Nat King Cole performs in Chicago in 1954.

Credit:

Phillip Harrington/Alamy Stock Photo

Nat King Cole was born on March 17, 1919, so in honor of his centennial, Studio 360 looks back at the great crooner’s legacy.

Kurt Andersen talks with Daniel Mark Epstein, who wrote a biography of Nat King Cole, about the singer's groundbreaking TV variety show. “The Nat King Cole Show” ran on NBC for just over a year, 1956 to 1957, but despite its short life, the show was a hugely important cultural landmark: it was the first network TV show starring an African American, and the only one until the mid-1960s. “He was the Jackie Robinson of the television world,” Epstein says.

 

Actor Dulé Hill stars in a new musical at Los Angeles’ Geffen Playhouse, “Lights Out: Nat ‘King’ Cole,” about the final days of Cole’s TV show before its untimely cancellation.
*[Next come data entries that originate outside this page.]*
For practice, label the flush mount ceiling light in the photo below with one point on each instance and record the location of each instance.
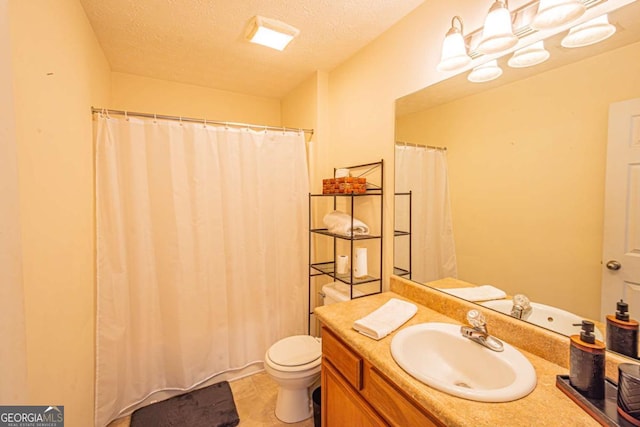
(485, 72)
(554, 13)
(270, 32)
(497, 33)
(529, 56)
(454, 51)
(589, 32)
Hill shares his approach to embodying Cole in his performance: “I don't try to mimic Mr. Cole. I try to get his essence: his spirit, the essence of his voice, the essence of his song, the gracefulness in it, the softness in his voice, that cool calming breeze that his voice is as it dances along the notes. I try to take that and marry that to my being, and hope that people when they see the show can see that reflected on stage.”

(Kurt’s conversation with Daniel Mark Epstein originally aired May 5, 2001.)